Later this year, it is expected that CCTV will be switched on in 14 towns in Dyfed-Powys, with Newtown and Builth Wells in the vanguard.

Town clerk, Robert Robinson, told councillors that he had spoken to Chief Inspector Matt Scrase who was asking the Council to reconsider the motion.

Mr Robinson said: "I was talked at rather than having a discussion and asked to please reconsider, as it’s not very helpful.

"I did express the concern that we’d been taken from the top of the pile to the bottom."

Mr Robinson on said that he was told that the CCTV scheme was further along that had been said publicly before with phase one of the Dyfed-Powys Police Commissioner, Dafydd Llywelyn’s scheme, to go live this summer, sooner than expected.

Mayor, Cllr Stephen Kaye and Cllr Phil Pritchard, argued strongly in favour of the motion.

Cllr Pritchard, said: "There’s no guarantees on the table, I don’t believe a word of it until these’s something on the table

"They should pay for what they get.

"I’m not getting at the police officers, it’s the organisation at the top, they are no better than it was 19 months ago or five years ago when the last commissioner came here.

"When you make decisions you stand by them."

He had hoped that becoming part of the Commissioners CCTV scheme would mean that Welshpool's own CCTV cameras could be placed in other areas, such as housing estates.

Councillor Stephen Kaye, Mayor of Welshpool Town Council, said: "We are not taking the CCTV off the police. We are not stopping them from using it, but they need to pay.

"They are using our equipment and we are paying for it.

"It is double taxing. Our taxpayers have paid for the system.

"We are telling that organisation that it is about time that you start funding us.

"We give money to them all the time and it is about time they give something to us.”

"We are asking them to pay for using our CCTV coverage."

Cllr David Senior, said: “There is not a hope of me voting for this recommendation, people in Welshpool would see the town council not cooperating with the police."

Speaking of the meeting with Mr Llywelyn on February 28, Cllr Senior, said: “We seemed to go on the attack before he had a chance to explain things.

"At no point did he say that Welshpool was bottom of the pile.

"That's something we said and we’ve convinced ourselves.

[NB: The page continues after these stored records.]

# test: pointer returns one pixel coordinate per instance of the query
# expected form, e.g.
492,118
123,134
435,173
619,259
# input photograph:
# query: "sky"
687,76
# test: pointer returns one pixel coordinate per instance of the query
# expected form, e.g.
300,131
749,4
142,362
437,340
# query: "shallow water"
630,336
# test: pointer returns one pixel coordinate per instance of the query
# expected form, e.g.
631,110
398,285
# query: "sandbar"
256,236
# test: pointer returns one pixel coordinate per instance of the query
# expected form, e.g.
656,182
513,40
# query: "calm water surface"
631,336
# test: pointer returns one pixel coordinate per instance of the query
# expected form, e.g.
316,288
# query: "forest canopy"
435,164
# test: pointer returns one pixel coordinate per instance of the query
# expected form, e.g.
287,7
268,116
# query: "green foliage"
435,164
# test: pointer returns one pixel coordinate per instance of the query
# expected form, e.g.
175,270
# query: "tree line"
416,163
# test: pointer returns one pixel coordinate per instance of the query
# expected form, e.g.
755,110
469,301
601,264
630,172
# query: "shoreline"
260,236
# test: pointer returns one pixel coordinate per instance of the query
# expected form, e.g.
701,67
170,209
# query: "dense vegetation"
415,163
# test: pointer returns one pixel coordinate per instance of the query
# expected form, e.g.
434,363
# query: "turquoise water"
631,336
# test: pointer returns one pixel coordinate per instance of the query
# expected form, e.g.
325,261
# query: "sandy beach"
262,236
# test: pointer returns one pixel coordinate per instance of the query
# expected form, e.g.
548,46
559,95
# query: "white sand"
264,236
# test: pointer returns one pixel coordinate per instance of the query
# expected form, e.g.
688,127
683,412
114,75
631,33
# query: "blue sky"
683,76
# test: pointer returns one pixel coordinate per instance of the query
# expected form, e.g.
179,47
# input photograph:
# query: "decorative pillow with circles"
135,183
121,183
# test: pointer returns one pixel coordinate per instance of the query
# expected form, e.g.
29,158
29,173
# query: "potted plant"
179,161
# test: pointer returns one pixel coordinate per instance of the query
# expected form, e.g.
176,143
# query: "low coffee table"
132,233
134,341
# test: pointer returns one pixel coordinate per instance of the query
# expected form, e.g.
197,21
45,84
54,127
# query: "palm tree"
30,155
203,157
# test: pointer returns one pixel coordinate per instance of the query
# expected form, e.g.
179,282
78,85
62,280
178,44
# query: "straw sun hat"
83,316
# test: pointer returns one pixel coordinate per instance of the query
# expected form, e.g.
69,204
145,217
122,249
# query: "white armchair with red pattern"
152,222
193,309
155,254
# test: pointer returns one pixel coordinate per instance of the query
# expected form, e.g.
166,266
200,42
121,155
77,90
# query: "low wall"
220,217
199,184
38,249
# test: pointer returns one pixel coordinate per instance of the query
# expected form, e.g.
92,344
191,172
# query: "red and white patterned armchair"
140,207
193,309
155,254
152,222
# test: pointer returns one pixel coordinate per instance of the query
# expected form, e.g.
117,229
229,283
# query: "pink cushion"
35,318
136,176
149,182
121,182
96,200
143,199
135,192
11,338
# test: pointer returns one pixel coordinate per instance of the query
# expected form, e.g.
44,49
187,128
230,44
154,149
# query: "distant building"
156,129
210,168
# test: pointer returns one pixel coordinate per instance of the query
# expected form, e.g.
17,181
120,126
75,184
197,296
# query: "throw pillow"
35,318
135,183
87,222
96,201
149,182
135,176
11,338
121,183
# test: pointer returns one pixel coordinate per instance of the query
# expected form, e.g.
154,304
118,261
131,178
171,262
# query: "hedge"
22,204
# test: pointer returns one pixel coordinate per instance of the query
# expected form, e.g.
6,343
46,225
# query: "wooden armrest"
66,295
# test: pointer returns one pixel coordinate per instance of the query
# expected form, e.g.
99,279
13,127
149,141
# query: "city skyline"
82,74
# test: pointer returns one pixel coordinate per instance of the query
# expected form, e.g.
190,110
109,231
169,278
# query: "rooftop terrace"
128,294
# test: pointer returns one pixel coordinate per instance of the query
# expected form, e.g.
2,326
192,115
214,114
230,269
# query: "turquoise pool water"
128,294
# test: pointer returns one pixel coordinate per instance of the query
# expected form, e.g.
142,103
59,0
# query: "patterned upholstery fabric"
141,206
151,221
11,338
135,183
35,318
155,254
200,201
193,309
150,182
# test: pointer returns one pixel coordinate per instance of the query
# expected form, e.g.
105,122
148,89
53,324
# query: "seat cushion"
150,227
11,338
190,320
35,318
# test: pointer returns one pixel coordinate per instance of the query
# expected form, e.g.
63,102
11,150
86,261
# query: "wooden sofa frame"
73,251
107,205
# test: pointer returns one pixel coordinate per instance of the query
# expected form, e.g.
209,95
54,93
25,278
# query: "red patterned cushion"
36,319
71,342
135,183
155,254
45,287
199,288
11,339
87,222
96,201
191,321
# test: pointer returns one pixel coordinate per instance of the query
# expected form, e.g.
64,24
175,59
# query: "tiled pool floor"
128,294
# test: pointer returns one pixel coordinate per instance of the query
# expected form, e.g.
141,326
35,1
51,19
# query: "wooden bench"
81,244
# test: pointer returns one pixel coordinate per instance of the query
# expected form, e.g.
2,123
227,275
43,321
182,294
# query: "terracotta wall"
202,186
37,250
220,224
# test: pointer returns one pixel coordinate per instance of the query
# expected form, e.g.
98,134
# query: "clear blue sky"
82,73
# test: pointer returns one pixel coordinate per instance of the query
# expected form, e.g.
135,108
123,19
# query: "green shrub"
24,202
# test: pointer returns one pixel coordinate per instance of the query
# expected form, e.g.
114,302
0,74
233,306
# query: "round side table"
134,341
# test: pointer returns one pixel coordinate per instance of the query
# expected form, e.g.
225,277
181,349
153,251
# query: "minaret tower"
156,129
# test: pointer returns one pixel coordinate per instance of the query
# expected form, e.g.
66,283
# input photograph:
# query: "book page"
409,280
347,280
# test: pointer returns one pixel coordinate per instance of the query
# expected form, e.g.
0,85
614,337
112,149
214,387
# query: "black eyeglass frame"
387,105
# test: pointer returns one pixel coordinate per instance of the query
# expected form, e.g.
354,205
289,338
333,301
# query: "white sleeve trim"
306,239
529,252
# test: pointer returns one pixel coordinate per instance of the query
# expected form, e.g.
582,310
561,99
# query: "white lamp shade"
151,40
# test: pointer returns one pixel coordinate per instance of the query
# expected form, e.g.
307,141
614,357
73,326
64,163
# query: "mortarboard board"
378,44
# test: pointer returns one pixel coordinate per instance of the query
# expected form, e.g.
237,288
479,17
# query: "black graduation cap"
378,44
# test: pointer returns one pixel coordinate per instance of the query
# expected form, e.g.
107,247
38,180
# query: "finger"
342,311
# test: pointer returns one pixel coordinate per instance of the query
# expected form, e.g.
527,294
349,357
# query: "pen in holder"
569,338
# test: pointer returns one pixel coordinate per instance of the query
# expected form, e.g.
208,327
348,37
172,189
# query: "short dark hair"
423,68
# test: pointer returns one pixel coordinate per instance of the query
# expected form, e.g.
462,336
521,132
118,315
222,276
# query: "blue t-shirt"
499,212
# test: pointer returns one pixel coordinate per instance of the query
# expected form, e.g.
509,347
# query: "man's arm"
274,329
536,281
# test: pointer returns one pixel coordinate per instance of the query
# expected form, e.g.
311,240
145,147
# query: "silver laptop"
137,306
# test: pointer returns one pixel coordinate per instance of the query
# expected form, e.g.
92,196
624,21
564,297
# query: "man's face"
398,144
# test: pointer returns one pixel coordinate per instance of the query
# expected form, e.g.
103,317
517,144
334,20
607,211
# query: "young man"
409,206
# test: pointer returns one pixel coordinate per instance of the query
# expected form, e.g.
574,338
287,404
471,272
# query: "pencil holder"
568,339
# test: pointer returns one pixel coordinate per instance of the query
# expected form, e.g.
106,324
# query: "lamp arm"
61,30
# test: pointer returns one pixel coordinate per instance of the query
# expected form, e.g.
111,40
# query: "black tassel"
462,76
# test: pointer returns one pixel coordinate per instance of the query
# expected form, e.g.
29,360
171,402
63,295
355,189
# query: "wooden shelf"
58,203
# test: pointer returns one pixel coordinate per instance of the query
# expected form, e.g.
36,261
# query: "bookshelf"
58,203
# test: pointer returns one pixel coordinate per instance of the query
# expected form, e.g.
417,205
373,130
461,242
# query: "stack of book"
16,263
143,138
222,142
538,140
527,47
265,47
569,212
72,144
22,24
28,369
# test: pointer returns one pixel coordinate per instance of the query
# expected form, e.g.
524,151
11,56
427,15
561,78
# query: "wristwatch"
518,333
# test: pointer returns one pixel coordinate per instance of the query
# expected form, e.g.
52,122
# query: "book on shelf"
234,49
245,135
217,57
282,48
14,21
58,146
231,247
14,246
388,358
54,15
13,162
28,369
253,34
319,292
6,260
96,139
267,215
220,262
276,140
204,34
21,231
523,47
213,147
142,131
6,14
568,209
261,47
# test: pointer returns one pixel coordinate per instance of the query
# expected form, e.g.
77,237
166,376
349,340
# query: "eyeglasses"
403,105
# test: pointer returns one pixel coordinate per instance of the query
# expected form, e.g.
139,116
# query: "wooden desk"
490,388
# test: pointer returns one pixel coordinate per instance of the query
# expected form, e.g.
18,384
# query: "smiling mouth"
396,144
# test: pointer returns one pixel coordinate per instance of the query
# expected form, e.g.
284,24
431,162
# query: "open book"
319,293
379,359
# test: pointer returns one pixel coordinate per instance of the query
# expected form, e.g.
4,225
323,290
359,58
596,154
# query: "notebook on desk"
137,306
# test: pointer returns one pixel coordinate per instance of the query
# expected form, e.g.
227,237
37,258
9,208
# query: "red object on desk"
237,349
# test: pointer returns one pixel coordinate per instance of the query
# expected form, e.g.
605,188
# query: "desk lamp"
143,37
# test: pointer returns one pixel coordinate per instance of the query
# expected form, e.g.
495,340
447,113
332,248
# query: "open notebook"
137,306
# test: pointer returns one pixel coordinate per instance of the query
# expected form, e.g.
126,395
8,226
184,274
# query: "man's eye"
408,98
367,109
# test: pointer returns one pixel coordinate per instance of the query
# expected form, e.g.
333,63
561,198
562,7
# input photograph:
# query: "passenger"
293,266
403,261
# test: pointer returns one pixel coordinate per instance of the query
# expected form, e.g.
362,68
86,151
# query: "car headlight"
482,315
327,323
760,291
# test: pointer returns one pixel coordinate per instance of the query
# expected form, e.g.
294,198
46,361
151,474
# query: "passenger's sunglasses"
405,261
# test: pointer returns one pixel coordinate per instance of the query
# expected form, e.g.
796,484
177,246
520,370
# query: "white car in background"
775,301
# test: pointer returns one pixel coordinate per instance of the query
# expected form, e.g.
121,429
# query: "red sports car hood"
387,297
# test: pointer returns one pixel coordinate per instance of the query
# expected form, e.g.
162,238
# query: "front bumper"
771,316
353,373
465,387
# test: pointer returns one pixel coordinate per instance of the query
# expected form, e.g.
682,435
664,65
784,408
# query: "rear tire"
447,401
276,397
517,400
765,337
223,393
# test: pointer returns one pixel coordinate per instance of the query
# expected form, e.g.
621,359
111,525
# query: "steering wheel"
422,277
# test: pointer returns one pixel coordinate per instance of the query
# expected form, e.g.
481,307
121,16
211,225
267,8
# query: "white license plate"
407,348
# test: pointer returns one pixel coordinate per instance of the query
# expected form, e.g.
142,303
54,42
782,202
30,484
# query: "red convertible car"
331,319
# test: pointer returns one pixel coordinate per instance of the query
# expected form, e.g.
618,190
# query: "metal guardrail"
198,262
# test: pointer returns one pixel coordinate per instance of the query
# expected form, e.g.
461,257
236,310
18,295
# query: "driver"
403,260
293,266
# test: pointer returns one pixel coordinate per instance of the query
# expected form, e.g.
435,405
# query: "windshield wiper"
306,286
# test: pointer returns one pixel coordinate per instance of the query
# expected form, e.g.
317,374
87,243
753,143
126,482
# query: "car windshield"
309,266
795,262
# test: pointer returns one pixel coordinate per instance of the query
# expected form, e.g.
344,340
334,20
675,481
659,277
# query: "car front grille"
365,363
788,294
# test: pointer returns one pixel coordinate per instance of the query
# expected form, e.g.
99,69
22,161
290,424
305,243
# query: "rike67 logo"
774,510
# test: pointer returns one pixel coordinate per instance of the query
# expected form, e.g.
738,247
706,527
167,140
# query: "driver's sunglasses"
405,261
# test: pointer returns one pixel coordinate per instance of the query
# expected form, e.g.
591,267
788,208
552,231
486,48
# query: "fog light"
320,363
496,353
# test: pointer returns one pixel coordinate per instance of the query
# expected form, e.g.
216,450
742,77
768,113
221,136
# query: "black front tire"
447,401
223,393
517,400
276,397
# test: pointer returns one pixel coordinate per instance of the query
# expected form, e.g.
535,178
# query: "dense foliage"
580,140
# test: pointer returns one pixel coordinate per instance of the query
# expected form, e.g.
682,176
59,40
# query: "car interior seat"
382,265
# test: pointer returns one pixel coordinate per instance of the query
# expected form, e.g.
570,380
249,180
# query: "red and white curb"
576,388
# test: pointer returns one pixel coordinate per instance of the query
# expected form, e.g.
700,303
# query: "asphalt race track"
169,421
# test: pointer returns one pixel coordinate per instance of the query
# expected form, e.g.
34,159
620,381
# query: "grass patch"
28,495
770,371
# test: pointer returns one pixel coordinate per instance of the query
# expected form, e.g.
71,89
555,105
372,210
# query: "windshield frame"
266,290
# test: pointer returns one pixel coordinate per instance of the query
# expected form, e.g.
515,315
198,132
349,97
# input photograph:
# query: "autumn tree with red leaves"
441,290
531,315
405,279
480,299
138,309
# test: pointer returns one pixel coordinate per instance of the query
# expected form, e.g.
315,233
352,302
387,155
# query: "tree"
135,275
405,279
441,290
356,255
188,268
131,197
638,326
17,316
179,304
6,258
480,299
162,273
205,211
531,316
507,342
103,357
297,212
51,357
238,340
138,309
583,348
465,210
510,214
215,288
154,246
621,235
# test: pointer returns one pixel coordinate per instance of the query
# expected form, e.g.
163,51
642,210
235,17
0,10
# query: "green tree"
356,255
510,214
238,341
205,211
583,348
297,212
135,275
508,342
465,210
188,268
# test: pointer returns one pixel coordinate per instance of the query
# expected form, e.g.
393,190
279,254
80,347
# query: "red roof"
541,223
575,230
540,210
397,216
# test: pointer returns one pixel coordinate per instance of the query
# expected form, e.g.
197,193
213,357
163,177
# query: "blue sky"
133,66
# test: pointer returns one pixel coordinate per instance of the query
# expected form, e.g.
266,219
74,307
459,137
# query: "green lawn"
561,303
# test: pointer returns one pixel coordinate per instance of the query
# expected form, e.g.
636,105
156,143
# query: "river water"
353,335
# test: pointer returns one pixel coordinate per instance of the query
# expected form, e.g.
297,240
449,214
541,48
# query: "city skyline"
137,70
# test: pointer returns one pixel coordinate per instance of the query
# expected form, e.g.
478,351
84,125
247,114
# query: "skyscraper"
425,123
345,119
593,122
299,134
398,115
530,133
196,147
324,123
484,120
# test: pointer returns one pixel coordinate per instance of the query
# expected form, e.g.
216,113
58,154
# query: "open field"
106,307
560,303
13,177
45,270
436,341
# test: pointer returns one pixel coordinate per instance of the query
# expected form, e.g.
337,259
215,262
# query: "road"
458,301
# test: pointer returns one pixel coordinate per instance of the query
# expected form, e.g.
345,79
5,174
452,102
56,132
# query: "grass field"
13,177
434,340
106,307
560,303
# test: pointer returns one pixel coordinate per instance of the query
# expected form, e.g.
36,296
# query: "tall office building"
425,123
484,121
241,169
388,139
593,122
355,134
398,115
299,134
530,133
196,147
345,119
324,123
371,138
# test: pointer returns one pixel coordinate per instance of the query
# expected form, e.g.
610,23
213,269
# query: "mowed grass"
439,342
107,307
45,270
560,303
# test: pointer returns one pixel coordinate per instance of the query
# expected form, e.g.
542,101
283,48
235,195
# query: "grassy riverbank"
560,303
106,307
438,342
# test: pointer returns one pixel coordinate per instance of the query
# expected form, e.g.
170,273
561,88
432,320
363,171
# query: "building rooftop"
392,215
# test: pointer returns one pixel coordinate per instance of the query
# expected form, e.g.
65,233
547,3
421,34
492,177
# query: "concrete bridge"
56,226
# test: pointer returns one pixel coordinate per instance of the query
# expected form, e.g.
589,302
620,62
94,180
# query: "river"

"Rather than making friends with someone who could help us we seemed determined to make and enemy.

"Welshpool is one town within Dyfed-Powys, a vast area."

Cllr Alison Davies believed that the best way forward would be for Welshpool to be switched in to the Commissioners CCTV and believed it should have been included as an option.

Cllr Davies said: “Last weekend there were several windows broken in the town and due to the CCTV the police found the culprits within a matter of days.

"Taking our ball home as the game is not going our way is not the way to do things.

"We should be working co-operatively."